New Children Services director has passion for public service

Lisa Dierling was recently promoted as the new director of Butler County Children Services as part of the reorganization of the Human and Social Services department.

Credit: Submitted

Credit: Submitted

Lisa Dierling was recently promoted as the new director of Butler County Children Services as part of the reorganization of the Human and Social Services department.

Butler County has a new Children Services director and Lisa Dierling, who has experience in nearly every facet of the agency, says her passion is to serve the vulnerable children they are charged to protect.

Dierling was recently promoted from acting Children Services director to director and she told the Journal-News, “This is my passion here, I really believe in it and I just am very focused on being a servant.”

“I take the role of being a public servant very seriously,” she said. “You know the taxpayers pay for us, so I feel very responsible to not only hold our staff responsible so they are living up to the community’s expectations, but we’re charged with making sure these children are safe to the best of our ability and we do take that very seriously.”

The entire Job and Family Services operation was recently reorganized and renamed the Department of Human and Social Services so Executive Director Julie Gilbert can also take on the task of coordinating the countywide effort to tackle the burgeoning homeless problem.

As part of the agency revamp, former Children Services Director Shannon Glendon shifted over as director of JFS; her $113,669 salary is unchanged. Dierling was elevated from Children Services administrator to director and Child Support Enforcement Agency Assistant Director Narka Gray was promoted to a directorship position. Their salaries will go up to $100,880, a $13,853 increase for Dierling and $6,303 for Gray.

Gilbert said Dierling was an easy choice “for this really important role” given her 30 years of experience at the agency and strong leadership skills over the intervention department and also recently stepped in to oversee the ongoing units, “she had quite the heavy lift.”

“She has the proven ability to guide teams, make informed decisions, make all the tough decisions with confidence,” Gilbert said.

Dieling, 56, said she has worked in several units throughout the agency which gives her a unique perspective. She said they can’t work in “silos” because the system is essentially a process.

Children are removed from their homes for a variety of reasons and each unit within the agency has a different responsibility but she said she is a big believer — and has operated that way as a supervisor — in interconnectivity.

She said she and the other administrators were in constant contact on cases “so we could pull in the perspectives of other people, like people that have cases on the back end, what is your perspective when we’re making these decisions on the front end.”

“That really drives me to this day, just making sure the children are connected to their families as best as we can allow that and when it’s safe, and that our staff our connected within their units and within their departments and within the whole,” she said. “Understanding how these early decisions impact children later on, we’re not just looking at today, that’s part of the decision-making but it’s also where is this child going to be six months from now and a year from now.”

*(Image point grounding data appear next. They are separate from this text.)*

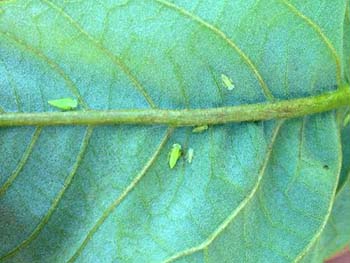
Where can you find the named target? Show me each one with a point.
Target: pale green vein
(57, 199)
(115, 59)
(223, 36)
(22, 162)
(247, 112)
(321, 34)
(330, 207)
(237, 210)
(123, 195)
(70, 84)
(300, 150)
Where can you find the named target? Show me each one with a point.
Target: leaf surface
(254, 191)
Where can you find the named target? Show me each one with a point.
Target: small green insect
(174, 155)
(189, 155)
(346, 120)
(64, 104)
(228, 83)
(200, 129)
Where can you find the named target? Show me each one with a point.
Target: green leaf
(336, 234)
(256, 192)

Dierling has five children of her own, three have graduated from college and started their careers and two are still in college. She said she was pondering what she’d do when she eventually retired and decided to go to law school at night at the Salmon P. Chase School of Law at Northern Kentucky University. She is about half-way to her degree.

“It’s been really helpful here too,” she said. “Just the critical thinking and learning different things about the law, I took a class on juvenile justice, we get a lot of teenagers here so just trying to find ways it can impact my job here.”

Gilbert said they made Dierling the acting director at first so they had time to “ensure it was a good fit for us and for her.”

Gilbert was promoted two months ago, fulfilling a promise the commissioners made to leaders from the various jurisdictions countywide to hire — Gilbert received a $17,117 raise bringing her salary up to $142,000 — someone who can marshal resources to help the homeless situation.